Note that not every “null” model in ecology suffers from this problem. For instance, neutral models in population genetics and community ecology really do omit all effects of selection, because the selection coefficients in these models are all set to zero. And writing recently in Nature, Storch et al. compare observed species-area and endemics-area curves to those predicted by four different “null” models, each of which retains different features of the observed data while omitting others. This seems like a nice way to figure out how the observed data could, or could not, have been generated.
Don’t misunderstand me, we always have to take something as given, as exogenous. I have no problem with that. But it seems kind of weird to me for that exogenous something to be, not some particular causal factor like selection, but only some of the causal pathways by which a given causal factor affects the response variable of interest. I think if you’re going to omit only certain causal pathways from your null model, you ought to say up front that that’s what you’re doing, and explain why you’re doing it. Why retain the pathways you retained, and omit the ones you omitted? Ideally, I think your answer to this question should be principled rather than pragmatic (e.g., “I couldn’t figure out how to omit certain causal pathways, so I retained them” isn’t a very compelling answer. Neither is “I retained certain pathways because that’s what everybody else does“.)

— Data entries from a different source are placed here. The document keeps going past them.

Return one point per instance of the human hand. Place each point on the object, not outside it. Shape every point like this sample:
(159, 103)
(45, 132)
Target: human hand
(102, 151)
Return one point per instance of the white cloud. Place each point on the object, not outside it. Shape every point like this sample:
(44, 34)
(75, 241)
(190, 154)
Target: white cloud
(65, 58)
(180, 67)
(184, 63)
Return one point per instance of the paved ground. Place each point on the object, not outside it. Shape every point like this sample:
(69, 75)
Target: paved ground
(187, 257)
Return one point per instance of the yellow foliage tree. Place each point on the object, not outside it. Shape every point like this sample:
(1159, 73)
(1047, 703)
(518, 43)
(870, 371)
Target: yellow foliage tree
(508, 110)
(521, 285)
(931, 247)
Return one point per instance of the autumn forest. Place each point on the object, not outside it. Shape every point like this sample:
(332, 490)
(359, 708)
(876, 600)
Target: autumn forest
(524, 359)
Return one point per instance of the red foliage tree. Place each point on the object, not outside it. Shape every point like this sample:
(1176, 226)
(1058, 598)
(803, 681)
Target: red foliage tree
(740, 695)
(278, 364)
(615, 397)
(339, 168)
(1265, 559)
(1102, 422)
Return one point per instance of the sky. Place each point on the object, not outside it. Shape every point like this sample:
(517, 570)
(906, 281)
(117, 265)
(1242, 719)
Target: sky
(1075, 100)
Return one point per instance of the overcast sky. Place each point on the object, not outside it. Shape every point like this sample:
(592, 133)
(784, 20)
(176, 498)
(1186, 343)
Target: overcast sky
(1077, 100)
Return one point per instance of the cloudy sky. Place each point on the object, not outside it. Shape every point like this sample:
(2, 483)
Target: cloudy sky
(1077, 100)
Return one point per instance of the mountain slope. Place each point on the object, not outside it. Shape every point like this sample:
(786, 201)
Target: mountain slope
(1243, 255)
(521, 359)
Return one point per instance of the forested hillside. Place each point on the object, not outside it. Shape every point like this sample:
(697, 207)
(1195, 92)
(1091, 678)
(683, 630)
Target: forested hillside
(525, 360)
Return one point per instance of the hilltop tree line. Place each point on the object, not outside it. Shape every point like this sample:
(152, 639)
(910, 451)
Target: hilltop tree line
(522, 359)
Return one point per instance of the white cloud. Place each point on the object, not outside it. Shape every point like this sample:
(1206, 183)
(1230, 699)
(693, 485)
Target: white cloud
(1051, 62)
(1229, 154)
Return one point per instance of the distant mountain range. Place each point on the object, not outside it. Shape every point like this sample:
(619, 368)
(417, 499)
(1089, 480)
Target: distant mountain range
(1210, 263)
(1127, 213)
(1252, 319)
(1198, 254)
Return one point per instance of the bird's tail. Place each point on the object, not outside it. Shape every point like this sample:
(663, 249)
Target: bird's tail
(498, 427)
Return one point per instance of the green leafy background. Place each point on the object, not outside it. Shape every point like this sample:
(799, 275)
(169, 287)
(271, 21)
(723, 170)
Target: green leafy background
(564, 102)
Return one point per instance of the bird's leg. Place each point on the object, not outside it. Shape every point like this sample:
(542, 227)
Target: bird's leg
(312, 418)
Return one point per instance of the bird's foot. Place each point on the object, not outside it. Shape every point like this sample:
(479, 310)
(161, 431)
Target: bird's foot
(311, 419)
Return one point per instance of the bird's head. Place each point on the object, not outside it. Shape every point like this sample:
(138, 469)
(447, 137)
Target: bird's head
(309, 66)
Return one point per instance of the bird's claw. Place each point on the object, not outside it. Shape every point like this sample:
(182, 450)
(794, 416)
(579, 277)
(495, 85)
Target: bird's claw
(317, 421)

*If you don’t believe me, try this exercise: write down a spatial competition model, such as a spatial Lotka-Volterra model, in which the strength of interspecific competition is fully specified by some parameter or parameters that don’t affect any other features of the system. The model can have any other features you like–any sort of spatial variation, variation among species, etc. Use the model to simulate species’ dynamics across a bunch of sites, thereby generating a simulated species x sites matrix. See if you can create a situation in which, as you dial the interspecific competition parameter(s) down to zero, you change species’ co-occurrences without changing the species richness of any site or the number of sites at which any species occurs. I’ll bet you either can’t do it, or you can only do it by making very specific, and probably very strange, assumptions.